How do we get to be one of these happy people if we are not one already? We must first understand that happiness is not a destination. It is a process. There are three practices that can contribute to it.
1) Quit making inaccurate predictions of how much happiness we will gain from X or Y. The reason is, the disappointment of something not meeting our happiness prediction hurts far more than the glee of unexpected pleasure feels good. If we enter into more transactions, whether relationship, consumption, or financial, without being in future-happiness-prediction-mode, and accept and enjoy only what is in the present, we are far less likely to experience disappointment and regret.
2) Discretionary income should be spent on experiences not on possessions. Experiences would mean things like moving across town, entering a marriage, or traveling. We tend to adapt to material stuff, forgetting that it is there, but not experiences.

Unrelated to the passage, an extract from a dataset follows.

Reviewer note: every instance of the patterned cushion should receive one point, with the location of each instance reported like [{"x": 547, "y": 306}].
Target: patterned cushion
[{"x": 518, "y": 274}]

Experiences allow us to savor the past because we drag “magical moments” into the present. We don’t remember shoes from ten years ago but we remember our first skydive or a foreign trip. However, even with experiences, we mispredict how happy we will be from a certain expenditure. A trip to the Grand Canyon could bring just as much remembered happiness as a cruise around the world. Eight days in Hawaii could bring the same remembered happiness as fourteen days.
3) Spending money on others brings happiness dividends. Experiences also include things that connect with others. Happy people consistently report being charitable. Does being happy cause them to be charitable, or does being charitable cause them to be happy? Either way, if you want to increase the correlation between lasting happiness and money, ironically, you should connect with others by giving some of it away.
For many of us, by practicing a few more happiness principles, we can begin to build wealth by, paradoxically, not thinking about it so much.